You should know how a summer day smells versus a winter day. You should know what a busy day sounds like versus a calmer day. You should know what the path looks like behind the castle.

JRR Tolkein went so far as to create an entirely new language (which only featured in a fraction of his story!) and this lent a level of “realness” to the Lord of the Rings series that can’t be denied. 

When you know your world thoroughly, writing description will come effortlessly.

It will be much easier to supplant in the minds of your readers what your world looks like, smells, like, feels like, and how it works, when you give little glimmers of the little things.

Here’s an example of a rich level of description from Stephen King’s The Dark Tower series, The Wind Through the Keyhole:

Two hours later, just shy of noon, they breasted a rise and halted, looking down at a wide, slow-moving river, gray as pewter beneath the overcast sky. On the northwestern bank—their side—was a barnlike building painted a green so bright it seemed to yell into the muted day. Its mouth jutted out over the water on pilings painted a similar green. Docked to two of these pilings by thick hawsers was a large raft, easily ninety feet by ninety. It was painted in alternating stripes of red and yellow. A tall wooden pole that looked like a mast jutted from the center, but there was no sign of a sail. Several wicker chairs sat in front of it, facing the shore on their side of the river. Jake was seated in one of these. Next to him was an old man in a vast straw hat, baggy green pants, and longboots. On his top half he wore a thin white garment—the kind of shirt Roland thought of as a slinkum. Jake and the old man appeared to be eating well-stuffed popkins. Roland’s mouth sprang water at the sight of them.

This excerpt includes a lot of sight cues -- we know just what the landscape looks like, and that the building and the raft that are described don’t seem out of place. Chairs are made of wicker (a very familiar, ‘real’ material). Pop-kins, which King made up, is a mouth-watering food of a sort, probably like a sandwich. 

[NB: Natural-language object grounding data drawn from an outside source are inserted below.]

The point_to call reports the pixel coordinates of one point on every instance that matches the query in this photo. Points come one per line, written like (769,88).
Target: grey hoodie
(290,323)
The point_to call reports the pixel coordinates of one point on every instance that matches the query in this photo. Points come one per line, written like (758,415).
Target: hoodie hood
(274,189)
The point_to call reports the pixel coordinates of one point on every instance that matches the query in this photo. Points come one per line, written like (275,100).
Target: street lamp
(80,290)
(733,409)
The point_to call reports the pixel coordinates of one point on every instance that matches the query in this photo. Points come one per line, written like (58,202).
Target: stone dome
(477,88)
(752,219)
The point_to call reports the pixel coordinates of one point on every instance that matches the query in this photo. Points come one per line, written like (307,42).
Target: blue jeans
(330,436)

To bring this level of depth to your stories, consider using a description builder, which will give your descriptions all five senses to use during a significant scene in your story or novel. I've created one for you to use as an editable word doc, just download below!

Lesson 4: Practice

The last piece of world building advice to give you is the most important one: practice.

Once you have your world, and you’ve played around with creating infrastructure, richness, and depth, practice with it.

Think of a random person in your world and describe them. Are they a baker? a prince? a teenager? a child in school?

Then run them through a typical day -- where would they go? who would they talk to? what would they encounter? What conflicts arise? how would they feel at the end of the day?

This is a fun way to play, and it’s likely that a story will blossom out of one of these practice sessions!

A brief note on what not to do:

Under no circumstances should you forget about diversity -- no two people are alike -- no one thinks exactly the same, believes exactly the same ideas, or acts in the same way. Create your characters like real people, which means giving them different motives, different ways of interpreting the same event, and different reactions to circumstances.